Tel que mentionné dans le rapport de l’expert de Prolad Expert PEL2211, les dispositifs de protection électrique tels que disjoncteurs et fusibles ont assumé leur fonction. Néanmoins, l’hypothèse qu’un feu ayant débuté au niveau du comptoir de cuisine et/ou de la cuisinière (feu de guenille) ne peut être retenue comme cause probable de l’incendie compte tenu que les dessous de l’armoire et de la hotte du four micro-onde (dessous du four micro-onde) ne présentent aucune trace de calcination. De plus, on rappelle que la forte concentration du feu provient du fond de l’armoire, qu’il s’est propagé du bas vers le haut, qu’il a atteint les matières combustibles dans sa progression verticale (plastiques, isolant…), que sa progression a atteint le plafond, qu’il a été alimenté par la ventilation du climatiseur et qu’il a généré des débris enflammés qui ont réalimenté l’incendie en boucle.

Les matières combustibles en périphérie du foyer de l’incendie ont donc joué un rôle déterminant sur la vitesse de propagation de l’incendie.

(soulignement ajouté)

[58]        Découle de source que l’incendie n’est pas la résultante d’un linge à vaisselle placé à proximité d’un des feux sur la cuisinière, volontairement ou non.

[59]        Enfin, un mot sur la seconde hypothèse émise par l’expert de la Capitale, soit que le demandeur Mallet ait embrasé volontairement deux bouteilles de liquide de combustible à fondue.

[60]        Cette hypothèse ne se retrouve pas dans son rapport. Il l’amène à l’instruction. Pourtant, la présence de ces bouteilles de combustible à fondue avait été remarquée, car il écrit dans son rapport que ces bouteilles étaient probablement rangées à l’extérieur de l’une des armoires, complètement détruite par l’incendie[13].

[61]        D’aucune façon il ne les relie alors à l’origine de l’incendie, précisant plutôt que[14] :

(…)

Nous sommes également d’avis que l’aggravation rapide du niveau de dommage observé à proximité de la cuisinière s’explique par la présence de combustible à fondue ainsi que par la nature des composantes avoisinantes. En effet, outre le comptoir en quartz, les armoires, les murs, les moulures et les différents produits utilisés pour leur maintien (colles) sont tous des éléments combustibles susceptibles de s’embraser rapidement au contact de flammes.

(…)

[62]        En fait, il arrive à la même conclusion que l’expert des demandeurs, soit que le liquide à fondue a joué un rôle dans la propagation de l’incendie. Mais jamais dans la preuve, a été relié le liquide à fondue à un acte intentionnel du demandeur Mallet.

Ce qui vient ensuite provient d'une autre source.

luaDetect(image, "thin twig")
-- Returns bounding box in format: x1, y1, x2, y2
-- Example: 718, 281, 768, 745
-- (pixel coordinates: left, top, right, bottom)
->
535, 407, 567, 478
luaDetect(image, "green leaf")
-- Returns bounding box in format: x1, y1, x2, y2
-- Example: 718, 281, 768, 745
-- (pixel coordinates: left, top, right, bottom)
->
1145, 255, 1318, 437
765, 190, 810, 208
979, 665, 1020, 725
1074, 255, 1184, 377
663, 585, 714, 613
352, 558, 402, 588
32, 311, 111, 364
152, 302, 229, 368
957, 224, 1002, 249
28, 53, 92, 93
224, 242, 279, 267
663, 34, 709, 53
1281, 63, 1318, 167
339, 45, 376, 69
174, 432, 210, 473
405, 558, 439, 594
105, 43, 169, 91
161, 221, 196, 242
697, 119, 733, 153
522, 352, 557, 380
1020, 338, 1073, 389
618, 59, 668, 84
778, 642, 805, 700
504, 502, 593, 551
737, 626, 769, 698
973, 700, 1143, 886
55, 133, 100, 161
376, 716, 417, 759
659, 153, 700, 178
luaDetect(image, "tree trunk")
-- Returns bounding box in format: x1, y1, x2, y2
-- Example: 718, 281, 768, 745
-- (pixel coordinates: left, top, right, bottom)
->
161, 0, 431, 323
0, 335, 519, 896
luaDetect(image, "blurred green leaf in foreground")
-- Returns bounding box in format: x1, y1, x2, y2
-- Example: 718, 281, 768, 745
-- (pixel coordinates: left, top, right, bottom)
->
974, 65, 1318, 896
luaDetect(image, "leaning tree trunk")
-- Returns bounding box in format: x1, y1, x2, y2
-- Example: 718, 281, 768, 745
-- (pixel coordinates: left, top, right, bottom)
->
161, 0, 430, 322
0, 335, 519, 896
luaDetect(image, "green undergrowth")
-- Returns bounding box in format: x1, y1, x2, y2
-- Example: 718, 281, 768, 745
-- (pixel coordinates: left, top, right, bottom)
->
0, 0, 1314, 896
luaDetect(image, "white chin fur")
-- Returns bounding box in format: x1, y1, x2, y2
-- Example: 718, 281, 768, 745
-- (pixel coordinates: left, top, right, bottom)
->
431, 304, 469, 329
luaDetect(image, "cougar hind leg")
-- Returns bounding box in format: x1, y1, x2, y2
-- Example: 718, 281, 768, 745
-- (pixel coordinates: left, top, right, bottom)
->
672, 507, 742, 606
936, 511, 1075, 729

[63]        Cette seconde hypothèse de l’expert de la Capitale apparait comme sortir de nulle part, sans appui.

[64]        Après avoir analysé la preuve, particulièrement les témoignages des deux experts, le Tribunal retient la conclusion de l’expert des demandeurs.

[65]        Il n’y a pas de traces de calcination significatives au-dessous de l’armoire et de la hotte du four micro-onde, situé au-dessus arrière de la cuisinière. Au surplus, le chaudron contenant la soupe a été déposé sur le rond avant, à feu doux ou intermédiaire. Si l’idée était de provoquer un incendie, pourquoi utiliser le rond avant et non un à l’arrière?

[66]        Enfin, contre-interrogé à l’instruction, l’expert de la défenderesse a identifié la présence d’un torchon près de l’évier. Est-ce le même torchon que celui situé à différents endroits tout le long des procédures? Nul ne le sait, mais chose certaine, il n’a jamais été question de plus d’un torchon.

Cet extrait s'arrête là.